If this is DOLs line on productivity, they are treating employers like they are stupid. They believe that they understand the relationship between employers and employees better than the employers and employees themselves. While I do not have a problem with the idea that higher wages leads to greater productivity, I do have a problem with the idea that firms are not doing what is in their own best interest. If this is how the DOL feels, they need to realise that employers goal is not to maximise the productivity of their workforce, it is to maximise the profitability of their business.
Some people may feel that is would be a good idea to intervene and force firms to pay higher wages and increase labour productivity. If we did this output could rise or fall (depending on the relative effect on productivity), the amount of labour hired would fall (as you would need less labour to produce the same quantity of output), and the effect on prices would depend on the change in output (as we are moving along the demand curve). Ultimately, we assumed that the firm would not want to do this unless the benefit was greater than the cost, if this is the case output from each firm would fall and prices would rise.

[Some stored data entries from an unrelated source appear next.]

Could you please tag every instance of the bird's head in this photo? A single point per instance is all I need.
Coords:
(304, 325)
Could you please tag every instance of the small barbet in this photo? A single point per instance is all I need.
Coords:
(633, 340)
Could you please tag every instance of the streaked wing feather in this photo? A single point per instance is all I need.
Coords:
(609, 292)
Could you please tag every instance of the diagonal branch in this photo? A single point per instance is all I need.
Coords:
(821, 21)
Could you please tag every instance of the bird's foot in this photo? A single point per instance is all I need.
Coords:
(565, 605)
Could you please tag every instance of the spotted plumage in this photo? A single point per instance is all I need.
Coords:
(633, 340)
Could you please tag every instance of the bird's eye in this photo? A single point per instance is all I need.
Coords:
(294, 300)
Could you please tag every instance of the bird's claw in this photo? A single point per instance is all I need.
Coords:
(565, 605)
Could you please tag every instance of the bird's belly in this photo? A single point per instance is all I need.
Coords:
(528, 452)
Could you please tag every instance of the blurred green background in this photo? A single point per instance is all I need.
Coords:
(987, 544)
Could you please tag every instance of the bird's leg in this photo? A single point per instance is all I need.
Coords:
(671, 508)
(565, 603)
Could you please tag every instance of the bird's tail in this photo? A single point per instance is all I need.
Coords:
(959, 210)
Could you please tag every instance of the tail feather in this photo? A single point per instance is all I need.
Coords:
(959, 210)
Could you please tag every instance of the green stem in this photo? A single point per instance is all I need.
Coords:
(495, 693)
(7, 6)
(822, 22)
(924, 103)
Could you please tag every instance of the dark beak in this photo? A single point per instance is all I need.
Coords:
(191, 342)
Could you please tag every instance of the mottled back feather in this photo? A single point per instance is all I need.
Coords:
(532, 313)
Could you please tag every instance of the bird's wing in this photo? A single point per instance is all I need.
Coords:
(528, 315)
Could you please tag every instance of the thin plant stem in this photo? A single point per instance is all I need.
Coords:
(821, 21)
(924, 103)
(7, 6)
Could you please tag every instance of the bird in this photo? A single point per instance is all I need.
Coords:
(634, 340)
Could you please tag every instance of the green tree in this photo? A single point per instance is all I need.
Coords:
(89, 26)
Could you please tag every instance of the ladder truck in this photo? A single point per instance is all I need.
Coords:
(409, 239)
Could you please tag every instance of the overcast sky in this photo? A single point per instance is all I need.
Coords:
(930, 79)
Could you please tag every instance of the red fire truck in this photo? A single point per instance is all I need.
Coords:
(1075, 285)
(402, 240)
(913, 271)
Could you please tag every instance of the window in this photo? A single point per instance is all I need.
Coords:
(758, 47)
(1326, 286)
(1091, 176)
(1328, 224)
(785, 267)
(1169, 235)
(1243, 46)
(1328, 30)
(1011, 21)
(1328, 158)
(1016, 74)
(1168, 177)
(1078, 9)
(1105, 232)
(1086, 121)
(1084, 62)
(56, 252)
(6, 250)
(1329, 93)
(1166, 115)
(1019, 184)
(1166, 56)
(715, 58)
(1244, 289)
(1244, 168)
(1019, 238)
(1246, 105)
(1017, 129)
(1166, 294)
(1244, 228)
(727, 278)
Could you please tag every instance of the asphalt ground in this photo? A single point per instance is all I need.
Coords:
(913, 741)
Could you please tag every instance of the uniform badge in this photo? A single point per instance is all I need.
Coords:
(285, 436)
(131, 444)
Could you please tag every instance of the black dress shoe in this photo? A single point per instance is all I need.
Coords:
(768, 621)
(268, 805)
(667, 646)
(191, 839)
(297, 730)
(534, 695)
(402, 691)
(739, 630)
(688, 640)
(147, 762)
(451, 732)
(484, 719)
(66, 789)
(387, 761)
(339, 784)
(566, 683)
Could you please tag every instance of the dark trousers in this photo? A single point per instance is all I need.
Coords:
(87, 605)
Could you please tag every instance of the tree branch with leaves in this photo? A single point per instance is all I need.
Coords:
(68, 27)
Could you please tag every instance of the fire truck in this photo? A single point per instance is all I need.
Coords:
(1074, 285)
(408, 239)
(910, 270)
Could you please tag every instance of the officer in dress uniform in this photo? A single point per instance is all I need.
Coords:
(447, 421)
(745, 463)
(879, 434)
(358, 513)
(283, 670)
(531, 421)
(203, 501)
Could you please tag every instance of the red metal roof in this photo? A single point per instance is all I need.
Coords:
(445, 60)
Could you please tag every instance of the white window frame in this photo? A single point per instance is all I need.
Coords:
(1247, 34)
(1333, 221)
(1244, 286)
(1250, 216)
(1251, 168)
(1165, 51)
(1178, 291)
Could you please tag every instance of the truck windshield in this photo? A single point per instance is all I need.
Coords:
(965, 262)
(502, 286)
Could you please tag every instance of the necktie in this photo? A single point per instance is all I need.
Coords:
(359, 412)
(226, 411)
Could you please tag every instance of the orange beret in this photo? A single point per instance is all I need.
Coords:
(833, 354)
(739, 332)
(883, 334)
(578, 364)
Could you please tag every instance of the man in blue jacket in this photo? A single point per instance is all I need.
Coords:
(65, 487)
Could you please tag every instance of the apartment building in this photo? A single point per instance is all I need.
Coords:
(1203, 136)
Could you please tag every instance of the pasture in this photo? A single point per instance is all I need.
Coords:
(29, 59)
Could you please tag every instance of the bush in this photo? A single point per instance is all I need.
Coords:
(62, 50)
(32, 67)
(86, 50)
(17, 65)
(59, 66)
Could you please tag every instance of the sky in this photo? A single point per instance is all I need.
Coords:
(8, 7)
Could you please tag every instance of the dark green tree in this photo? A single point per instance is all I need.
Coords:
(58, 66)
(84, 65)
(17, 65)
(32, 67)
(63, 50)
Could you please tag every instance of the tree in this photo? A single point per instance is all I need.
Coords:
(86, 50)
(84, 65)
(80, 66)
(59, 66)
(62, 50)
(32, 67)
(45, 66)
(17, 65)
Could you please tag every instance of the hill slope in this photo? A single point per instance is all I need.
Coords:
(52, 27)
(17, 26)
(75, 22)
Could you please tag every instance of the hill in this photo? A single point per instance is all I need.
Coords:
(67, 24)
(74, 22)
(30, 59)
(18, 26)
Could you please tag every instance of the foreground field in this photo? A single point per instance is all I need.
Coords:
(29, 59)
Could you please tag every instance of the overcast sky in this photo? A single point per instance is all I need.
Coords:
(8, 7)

In the apple industry we face a world price, and for the consumer, the loss of output would be made up by imported apples. However, the leftward shift in the domestic supply curve implies that producer surplus would fall. As consumer surplus hasn’t changed, total surplus from the industry would fall.
So by forcing firms to set higher wages, to force a higher level of productivity than they would have chosen in equilibrium, we get greater unemployment and lower profit in our apple industry. Not an outcome that people on either side of the political spectrum would be particularly happy with.
Note: I am only talking about setting higher wages to receive higher productivity and how that influences efficiency. I am not talking about the equity reasons for higher wages, and I’m certainly not talking about the minimum wage. You can talk about that stuff if you have a point you want to raise, but if anyone gets all ideological and angry about it I’m going to be very mean to you!